This area of marshland on the Provence region's Mediterranean coast is a wild corner of France. Teeming with wildlife, it boasts pink flamingoes, native Camargue bulls and also native Camargue rare breed grey horses, manned by troupes of traditionally dressed "gardiens" (much like cowboys). Book in to the Mas de la Fouque hotel for an impressive stay in stylish surroundings, right in the heart of the wetlands.
The Camargue, a triangular area of flat land between Arles and the Mediterranean coast, is western Europe's most expansive river delta.
It is a dreamscape of ever changing light and mesmerisingly shifting perspectives, comprising shallow lagoons, pastures, salt marshes, dunes, beaches, and saline lakes (called étangs in the Languedoc).
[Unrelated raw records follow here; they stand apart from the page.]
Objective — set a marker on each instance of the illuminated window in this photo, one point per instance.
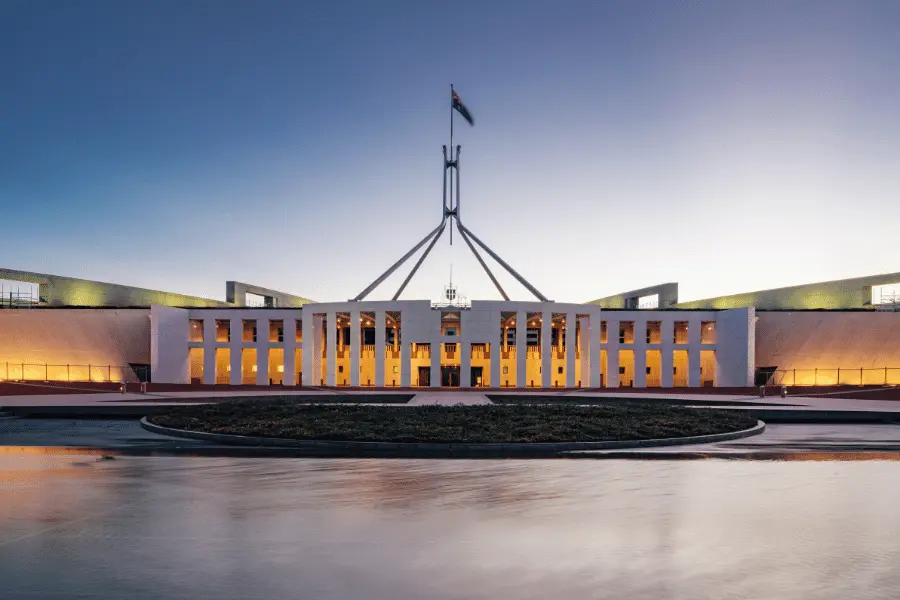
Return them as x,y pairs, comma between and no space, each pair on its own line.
196,330
886,294
648,302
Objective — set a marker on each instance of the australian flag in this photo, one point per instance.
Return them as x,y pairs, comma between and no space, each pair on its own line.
461,108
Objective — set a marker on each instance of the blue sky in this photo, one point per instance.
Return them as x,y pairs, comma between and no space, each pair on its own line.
729,146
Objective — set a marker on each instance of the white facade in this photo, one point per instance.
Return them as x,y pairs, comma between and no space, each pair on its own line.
641,348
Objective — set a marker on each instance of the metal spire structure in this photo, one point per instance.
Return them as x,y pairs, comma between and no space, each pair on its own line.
449,213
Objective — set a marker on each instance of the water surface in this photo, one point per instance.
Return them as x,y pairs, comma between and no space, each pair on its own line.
181,527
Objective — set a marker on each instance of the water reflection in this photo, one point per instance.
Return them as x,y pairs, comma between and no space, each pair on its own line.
169,527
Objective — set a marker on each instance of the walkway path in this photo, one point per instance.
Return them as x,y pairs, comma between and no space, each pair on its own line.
830,404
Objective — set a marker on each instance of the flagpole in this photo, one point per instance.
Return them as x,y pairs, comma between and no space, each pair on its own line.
451,158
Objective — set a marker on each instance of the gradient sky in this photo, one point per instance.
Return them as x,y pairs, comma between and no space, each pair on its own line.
729,146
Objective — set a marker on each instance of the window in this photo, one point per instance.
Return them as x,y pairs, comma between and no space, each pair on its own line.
276,331
249,330
648,302
195,333
223,330
886,294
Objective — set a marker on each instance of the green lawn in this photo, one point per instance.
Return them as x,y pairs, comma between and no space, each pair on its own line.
456,424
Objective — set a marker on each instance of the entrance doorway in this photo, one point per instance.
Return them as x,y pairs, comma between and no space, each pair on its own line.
449,376
424,376
477,377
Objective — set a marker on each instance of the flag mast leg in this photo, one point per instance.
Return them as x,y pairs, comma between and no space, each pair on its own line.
467,232
447,164
403,259
483,264
419,262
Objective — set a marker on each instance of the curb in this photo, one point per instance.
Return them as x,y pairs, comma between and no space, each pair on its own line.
325,448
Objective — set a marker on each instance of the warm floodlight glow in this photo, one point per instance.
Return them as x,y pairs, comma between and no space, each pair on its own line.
648,302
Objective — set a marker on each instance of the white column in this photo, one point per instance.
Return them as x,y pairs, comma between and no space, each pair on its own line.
290,344
405,366
465,356
209,351
236,329
521,348
594,378
640,365
355,347
496,348
380,348
667,363
584,349
694,352
612,354
571,325
310,347
546,349
262,352
331,349
434,329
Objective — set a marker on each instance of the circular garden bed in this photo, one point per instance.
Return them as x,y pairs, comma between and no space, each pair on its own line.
511,424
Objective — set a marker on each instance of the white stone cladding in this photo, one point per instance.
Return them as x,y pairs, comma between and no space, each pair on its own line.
420,323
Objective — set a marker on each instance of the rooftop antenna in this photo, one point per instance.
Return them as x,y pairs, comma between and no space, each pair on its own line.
450,212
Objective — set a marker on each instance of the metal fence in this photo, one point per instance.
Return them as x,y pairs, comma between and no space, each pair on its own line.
836,376
22,371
It is best explored on horseback or by bicycle.
The area is famous for its Camargue black bulls; the indigenous Camargue white horses; and spectacular flocks of pink flamingos.
The Camargue bulls have been bred for Course Camarguise, a traditional sport where young rasateurs chase a Camargue bull and compete to remove the cockade or rosettes pinned between its horns.
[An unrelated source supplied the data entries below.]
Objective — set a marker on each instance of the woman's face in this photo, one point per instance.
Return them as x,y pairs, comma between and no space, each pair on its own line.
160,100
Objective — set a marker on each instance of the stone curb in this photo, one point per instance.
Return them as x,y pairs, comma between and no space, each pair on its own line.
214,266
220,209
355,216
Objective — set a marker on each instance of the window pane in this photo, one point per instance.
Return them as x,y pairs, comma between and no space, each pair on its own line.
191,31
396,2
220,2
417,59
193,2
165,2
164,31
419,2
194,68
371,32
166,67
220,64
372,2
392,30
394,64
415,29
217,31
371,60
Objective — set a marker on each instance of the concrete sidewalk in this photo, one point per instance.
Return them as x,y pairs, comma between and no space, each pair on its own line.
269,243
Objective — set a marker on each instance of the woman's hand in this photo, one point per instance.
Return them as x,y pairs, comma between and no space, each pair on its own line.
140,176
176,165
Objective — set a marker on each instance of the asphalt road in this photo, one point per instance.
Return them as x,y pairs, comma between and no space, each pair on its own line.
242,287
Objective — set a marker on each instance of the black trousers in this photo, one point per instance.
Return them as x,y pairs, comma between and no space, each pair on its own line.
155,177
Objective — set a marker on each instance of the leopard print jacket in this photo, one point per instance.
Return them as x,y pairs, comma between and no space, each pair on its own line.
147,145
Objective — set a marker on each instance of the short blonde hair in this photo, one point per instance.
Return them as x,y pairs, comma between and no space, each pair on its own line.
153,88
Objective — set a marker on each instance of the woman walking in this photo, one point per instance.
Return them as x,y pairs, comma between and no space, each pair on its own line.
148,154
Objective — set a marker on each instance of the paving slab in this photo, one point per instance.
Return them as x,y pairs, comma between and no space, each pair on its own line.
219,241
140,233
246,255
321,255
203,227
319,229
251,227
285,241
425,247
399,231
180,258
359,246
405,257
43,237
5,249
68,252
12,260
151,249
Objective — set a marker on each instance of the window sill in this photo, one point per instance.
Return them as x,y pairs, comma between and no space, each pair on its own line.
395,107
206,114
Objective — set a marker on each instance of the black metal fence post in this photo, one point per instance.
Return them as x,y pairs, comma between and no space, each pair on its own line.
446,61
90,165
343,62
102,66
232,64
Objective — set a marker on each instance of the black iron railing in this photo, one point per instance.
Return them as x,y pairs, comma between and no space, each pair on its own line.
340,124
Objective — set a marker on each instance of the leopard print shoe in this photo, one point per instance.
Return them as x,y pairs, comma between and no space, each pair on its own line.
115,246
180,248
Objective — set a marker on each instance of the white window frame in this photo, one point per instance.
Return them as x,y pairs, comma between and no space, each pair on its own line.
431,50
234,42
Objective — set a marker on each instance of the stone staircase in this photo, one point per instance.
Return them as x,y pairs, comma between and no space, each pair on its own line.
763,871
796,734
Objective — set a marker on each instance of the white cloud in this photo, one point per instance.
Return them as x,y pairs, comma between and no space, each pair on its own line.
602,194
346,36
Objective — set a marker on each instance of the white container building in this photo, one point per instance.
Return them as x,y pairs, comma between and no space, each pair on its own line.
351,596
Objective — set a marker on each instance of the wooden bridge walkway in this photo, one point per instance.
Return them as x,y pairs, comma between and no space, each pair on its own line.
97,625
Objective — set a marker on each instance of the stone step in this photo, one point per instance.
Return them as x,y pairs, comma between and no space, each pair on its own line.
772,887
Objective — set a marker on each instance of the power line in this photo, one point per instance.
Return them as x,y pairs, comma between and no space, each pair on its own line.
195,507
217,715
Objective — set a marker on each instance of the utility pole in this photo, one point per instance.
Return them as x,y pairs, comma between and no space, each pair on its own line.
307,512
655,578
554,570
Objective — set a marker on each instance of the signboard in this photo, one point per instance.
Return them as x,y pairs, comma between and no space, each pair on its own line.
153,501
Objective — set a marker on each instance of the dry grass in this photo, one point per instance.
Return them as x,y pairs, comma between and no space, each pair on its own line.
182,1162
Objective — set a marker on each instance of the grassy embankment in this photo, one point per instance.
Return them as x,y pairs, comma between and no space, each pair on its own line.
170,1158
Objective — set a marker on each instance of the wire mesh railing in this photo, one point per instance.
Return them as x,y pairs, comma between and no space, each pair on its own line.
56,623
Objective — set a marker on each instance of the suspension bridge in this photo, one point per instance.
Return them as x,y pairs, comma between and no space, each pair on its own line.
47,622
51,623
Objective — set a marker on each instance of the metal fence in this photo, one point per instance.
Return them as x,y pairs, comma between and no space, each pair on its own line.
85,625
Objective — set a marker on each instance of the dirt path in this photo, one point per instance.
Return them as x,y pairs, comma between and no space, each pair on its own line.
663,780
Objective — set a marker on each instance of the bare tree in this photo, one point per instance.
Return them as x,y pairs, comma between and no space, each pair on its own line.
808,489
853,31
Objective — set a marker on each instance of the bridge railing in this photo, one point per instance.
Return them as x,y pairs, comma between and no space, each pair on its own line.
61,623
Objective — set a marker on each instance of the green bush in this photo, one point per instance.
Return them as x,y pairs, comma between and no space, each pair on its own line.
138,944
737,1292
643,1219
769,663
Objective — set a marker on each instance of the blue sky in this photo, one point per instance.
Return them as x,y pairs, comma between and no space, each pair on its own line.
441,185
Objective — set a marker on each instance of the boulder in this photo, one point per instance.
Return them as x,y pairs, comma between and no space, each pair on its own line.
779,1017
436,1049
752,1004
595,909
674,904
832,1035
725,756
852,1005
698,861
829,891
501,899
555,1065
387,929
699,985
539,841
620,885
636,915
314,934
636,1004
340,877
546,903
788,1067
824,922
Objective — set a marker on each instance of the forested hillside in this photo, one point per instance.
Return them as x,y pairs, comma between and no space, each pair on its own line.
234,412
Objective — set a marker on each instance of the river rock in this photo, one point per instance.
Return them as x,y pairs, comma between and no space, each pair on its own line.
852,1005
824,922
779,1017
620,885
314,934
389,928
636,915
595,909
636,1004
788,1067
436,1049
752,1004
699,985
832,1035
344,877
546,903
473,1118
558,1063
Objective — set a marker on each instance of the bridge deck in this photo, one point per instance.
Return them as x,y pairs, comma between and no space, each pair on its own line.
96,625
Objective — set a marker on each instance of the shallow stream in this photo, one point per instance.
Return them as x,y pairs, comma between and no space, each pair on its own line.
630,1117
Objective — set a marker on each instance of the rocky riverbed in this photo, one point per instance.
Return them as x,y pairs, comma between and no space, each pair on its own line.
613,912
The Camargue horses, one of the oldest breeds in the world, are coloured dark brown or black at birth, but turn white after about three years. Used in rounding up Camargue bulls, they are particularly suited to surviving in the wild.
"I heard a sudden harmony of hooves,
And, turning, saw afar
A hundred snowy horses unconfined,
The silver runaways of Neptune's car
Racing, spray-curled, like waves before the wind."